Let W be a two-dimensional subspace of ℝ³ that is spanned on two vectors u = [-9, 8, 5] and v = [0, -3, 0]:
u = RandomInteger[{-9, 9}, 3]
{-9, 8, 5}
v = RandomInteger[{-9, 9}, 3]
{0, -3, 0}
We organize these vectors in matrix form:
\[
\mathbf{A} = \begin{bmatrix} -9&0 \\ 8&-3 \\ 5&0 \end{bmatrix} .
\]
Projection transformation on subspace W is equivalent to matrix multiplication
\[
\mathbf{P}_W = \mathbf{A} \left( \mathbf{A}^{\mathrm T} \mathbf{A} \right)^{-1} \mathbf{A}^{\mathrm T} = \frac{1}{106} \begin{bmatrix} 81 & 0 & -45 \\
0 & 106& 0 \\ -45 & 0 & 25 \end{bmatrix} .
\]
Let us take x = u + 2 v = [-9, 2, 5] ∈ W. Then its projection on W is
\[
{\bf x}_W = {\bf P}\,\mathbf{x} = \mathbf{x} .
\]
P . {-9, 2, 5}
{-9, 2, 5}
In this example, we use W from the previous example, which is a span of two vectors u = [-9, 8, 5] and v = [0, -3, 0]. Then their cross product will be orthogonal to W:
\[
\mathbf{x} = \mathbf{u} \times \mathbf{v} = \begin{bmatrix} 15&0&27 \end{bmatrix} .
\]
Composition of two linear transformations corresponds the product of their corresponding matrices.
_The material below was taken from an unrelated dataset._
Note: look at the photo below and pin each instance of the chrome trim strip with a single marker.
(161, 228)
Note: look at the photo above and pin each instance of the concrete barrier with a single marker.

So we need to check that P P = P. So for our example we take the projection matrix from example 2. Then the product is
\[
{\bf P}\,{\bf P} = \frac{1}{106} \begin{bmatrix} 81 & 0 & -45 \\
0 & 106& 0 \\ -45 & 0 & 25 \end{bmatrix} = {\bf P}.
\]
Properties of projection mappings can be reformulated in matrix language:
Theorem 18:
Let W be a subspace of column vectors ℝn×1, define T : ℝn×1 ⇾ ℝn×1 by T(x) = xW, and let P = PW be the standard matrix for T, so xW = Px. Then
ColumnSpace(P) = W.
NullSpace(P) = ker(P) = W⊥.
P² = P.
If W ≠ {0}, then λ = 1 is an eigenvalue of P and the 1-eigenspace for P is W.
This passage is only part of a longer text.